16

I was reading an article explaining How to Hide Files in JPEG Pictures.

I am wondering how it's possible for a file to contain both jpeg data and a rar file without any visible distortion either to the image or to the compressed file.

My guess is that it has something to do with how either the compressed file or the jpeg file is represented in binary form, but I have no idea how this works.

Can someone elaborate on that?

Luke
  • 7,719
  • 3
  • 43
  • 74
yasar
  • 11,262
  • 26
  • 80
  • 154

4 Answers4

12

All that is doing is adding the archive to the end of a JPEG stream. You then hope your JPEG decoder will not read past the EOI marker, find data there, and say something is wrong.

A JPEG image is a stream of bytes starting with an SOI marker and ending with an EOI marker.

ZIP and RAR are streams of byte. A ZIP stream starts with 50 4B. A RAR stream starts with 52 61 72 21 1A 07.

The method described in the link above takes a binary copy of (multiple) a JPEG stream and appends a ZIP or RAR stream to it.

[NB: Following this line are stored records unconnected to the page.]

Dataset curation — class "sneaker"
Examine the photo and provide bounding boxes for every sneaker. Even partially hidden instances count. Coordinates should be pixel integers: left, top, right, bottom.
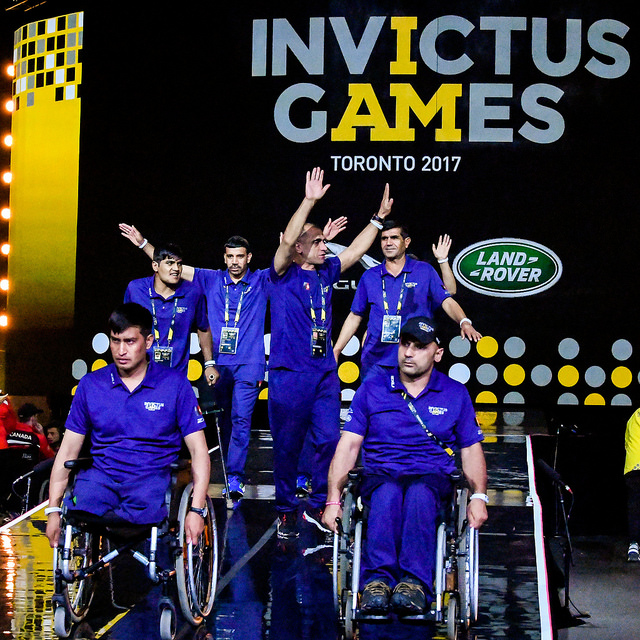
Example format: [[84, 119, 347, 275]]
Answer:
[[278, 511, 298, 540], [222, 476, 244, 500], [302, 508, 332, 533], [360, 580, 391, 615], [390, 578, 427, 615], [296, 474, 311, 500]]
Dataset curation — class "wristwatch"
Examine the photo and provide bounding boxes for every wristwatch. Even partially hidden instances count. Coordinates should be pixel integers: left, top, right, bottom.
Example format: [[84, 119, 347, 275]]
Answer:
[[189, 507, 207, 519]]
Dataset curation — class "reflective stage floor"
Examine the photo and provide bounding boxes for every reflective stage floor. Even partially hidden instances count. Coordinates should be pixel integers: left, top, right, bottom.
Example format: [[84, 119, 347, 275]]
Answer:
[[0, 420, 552, 640]]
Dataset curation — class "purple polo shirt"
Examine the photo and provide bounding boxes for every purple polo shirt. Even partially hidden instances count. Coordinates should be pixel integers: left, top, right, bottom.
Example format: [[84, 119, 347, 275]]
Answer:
[[351, 257, 451, 369], [344, 369, 483, 477], [65, 362, 205, 482], [193, 269, 269, 366], [269, 257, 341, 372], [124, 276, 209, 374]]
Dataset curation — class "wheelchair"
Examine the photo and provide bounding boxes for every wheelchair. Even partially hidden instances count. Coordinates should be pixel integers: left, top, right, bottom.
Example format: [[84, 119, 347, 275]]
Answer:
[[52, 459, 218, 640], [333, 468, 479, 640]]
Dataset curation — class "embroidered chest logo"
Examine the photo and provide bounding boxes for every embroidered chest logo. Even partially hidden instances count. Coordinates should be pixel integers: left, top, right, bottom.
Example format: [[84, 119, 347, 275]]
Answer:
[[144, 402, 164, 411]]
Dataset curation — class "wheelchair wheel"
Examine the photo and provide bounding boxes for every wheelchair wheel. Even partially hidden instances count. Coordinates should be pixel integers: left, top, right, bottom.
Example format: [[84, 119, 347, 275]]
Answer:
[[176, 483, 218, 625], [56, 527, 100, 624]]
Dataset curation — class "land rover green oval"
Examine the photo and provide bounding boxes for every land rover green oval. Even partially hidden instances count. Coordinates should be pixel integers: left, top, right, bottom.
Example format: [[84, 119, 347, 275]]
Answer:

The RAR/ZIP decoders scan the stream until they find the signature for RAR or ZIP (ignoring the JPEG stream).

user3344003
  • 18,590
  • 3
  • 22
  • 52
  • And how come archieve program skip jpeg data to get to arhieve. how does it know where jpeg ends and archive data starts? – yasar Apr 14 '15 at 22:52
  • It must look for its own signature in the data stream. Presumably this trick would work with most binary file types. So it is probably not scanning the JPEG and looking for the EOI marker. – user3344003 Apr 15 '15 at 00:01
3

This answer does not address the exact case in the link you gave, but it provides another way of hiding data:

It would also be theoretically possible to hide a file within the JPEG picture itself, but you would need a complicated program to write the encoded data and then read it again.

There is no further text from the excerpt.